Rhea tells her again, “They just grow.”

Donna pulls harder. Rhea's skin resists, pulling away from her chest like rubber. “You're the most stubborn girl I ever saw in my life.”

One of Rhea's arms becomes unnailed and she slaps her father's wife hard across the face.

Her father's wife slaps her back, screams “Damn you!” and, with her angry strength, rips out a handful of feathers. There is blood on the quills.

Rhea collapses on her pillows.

Donna jumps off the bed and backs into the dresser. She is quivering like a sparrow in the mouth of a cat. She is staring through cloudy eyes at the feathers and drops of blood in her hand.

Suddenly she has Rhea by the arm, pulling her down the stairs, through the kitchen, across the lawn toward the layer houses. She is yelling, “Calvin! Calvin!”

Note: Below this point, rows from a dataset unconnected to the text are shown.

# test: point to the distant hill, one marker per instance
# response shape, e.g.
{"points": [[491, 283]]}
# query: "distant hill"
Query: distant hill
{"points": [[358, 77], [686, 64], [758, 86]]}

Rhea is yelling, “Daddy! Daddy!” Her free hand is trying to rebutton her shirt. She can see her father running toward them. Hear him yelling, “Hold on! Hold on!”

When he is only a few yards away, Rhea yanks her arm free. She runs to him and throws her arms around his waist. She feels his arms wrap around her back. Feels his prickly chin on her neck. “What's wrong, pumpkin seed?” he asks.

Donna pulls her away from her father and holds her tightly by the arms. “She's got feathers, Calvin! Like some goddamn chicken!” She shows him the tiny white feathers in her hand. Shows him the blood. She tears open Rhea's shirt and shows him that the feathers on her chest aren't glued on, but growing there. “I've tried to be a good mother to her, Calvin, but she just fights me every step of the way.”